NEW YORK – New research suggests microbes that come from a patient's own microbiome are the most common source of surgical site infections (SSI), including infections involving antibiotic-resistant bacteria.
"These findings indicate the need for SSI prevention strategies tailored to the preoperative microbiome and resistome present in individual patients," first and corresponding author Dustin Long, a researcher in the University of Washington School of Medicine's anesthesiology and pain medicine department, and colleagues wrote in Science Translational Medicine on Wednesday.
The team noted that SSI "remains a leading complication of surgery," prompting them to take a closer look at potential microbial sources and their ability to dodge antibiotics and antiseptic techniques that are routinely used to prevent SSIs.
For their study, the researchers obtained pre- and post-operative skin, nasal, and rectal swab samples from 204 individuals undergoing spinal surgery.
In 14 patients who went on to develop SSIs, they sequenced the genomes of microbial isolates linked to these infections. Based on those results, they enriched the microbiome samples of these patients for the pathogen of interest using a metagenomic sequencing method called GenCap-Seq. They also determined pre-operative skin microbiome patterns from patients who did not develop infections using targeted 16S ribosomal RNA gene sequencing.

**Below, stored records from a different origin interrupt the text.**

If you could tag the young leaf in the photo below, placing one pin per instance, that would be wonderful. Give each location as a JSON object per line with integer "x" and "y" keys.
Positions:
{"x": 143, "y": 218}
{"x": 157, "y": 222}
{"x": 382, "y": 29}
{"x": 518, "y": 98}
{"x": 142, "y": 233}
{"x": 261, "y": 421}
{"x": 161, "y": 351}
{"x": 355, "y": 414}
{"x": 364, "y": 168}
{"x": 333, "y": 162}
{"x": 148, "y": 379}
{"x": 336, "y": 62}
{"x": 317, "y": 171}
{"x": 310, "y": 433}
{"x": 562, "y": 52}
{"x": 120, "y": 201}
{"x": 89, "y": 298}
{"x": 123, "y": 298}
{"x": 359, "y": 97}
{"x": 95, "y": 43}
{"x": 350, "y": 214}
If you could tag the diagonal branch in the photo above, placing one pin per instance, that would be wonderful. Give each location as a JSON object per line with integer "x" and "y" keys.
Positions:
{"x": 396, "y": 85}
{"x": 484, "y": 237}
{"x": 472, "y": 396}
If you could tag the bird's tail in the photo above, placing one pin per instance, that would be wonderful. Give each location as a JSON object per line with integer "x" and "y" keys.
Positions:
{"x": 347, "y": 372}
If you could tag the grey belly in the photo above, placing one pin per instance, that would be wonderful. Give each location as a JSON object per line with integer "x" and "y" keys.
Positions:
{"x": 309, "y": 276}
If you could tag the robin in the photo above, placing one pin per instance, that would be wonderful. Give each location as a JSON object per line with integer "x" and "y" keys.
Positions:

"As a team of physician-scientists, we were motivated to better understand the root causes of infection in our patients, including the factors driving resistance to the prophylactic antibiotics we give on a daily basis," Long said in an email.
Together, the team's data suggested that some 86 percent of SSI cases involved bacterial strains that had originated from microbial communities found in the patient's own microbiome prior to surgery, arguing against the notion that these infections stemmed from problems with sterility protocols or microbes in the hospital environment.
When the team looked at antibiotic resistance patterns in isolates linked to SSIs, it uncovered resistance to antibiotics used prior to surgery in 59 percent of cases. The microbial "resistome" present in patients before surgery tended to track with the antimicrobial resistance (AMR) profiles found when surgical infections did occur.
"Most of these infections were resistant to the antibiotic given during surgery, and again, the antimicrobial resistance genes conferring that resistance were 'pre-loaded' in the patient microbiome," Long explained.
Such findings suggest that infection prevention approaches might be more effectively tailored to patients by understanding the microbes they carry prior to surgery, rather than turning to the same set of pre-surgical prophylactic antibiotics for all individuals.
"In addition to shedding light on where these surgical site infections really originate from, this study shows how the principles of 'personalized medicine' can be extended to a patient's own microbiome," senior author Stephen Salipante, a researcher at the University of Washington School of Medicine, said in a statement. "It should be possible to leverage information about the microorganisms carried by an individual to improve infection outcomes after a surgical procedure."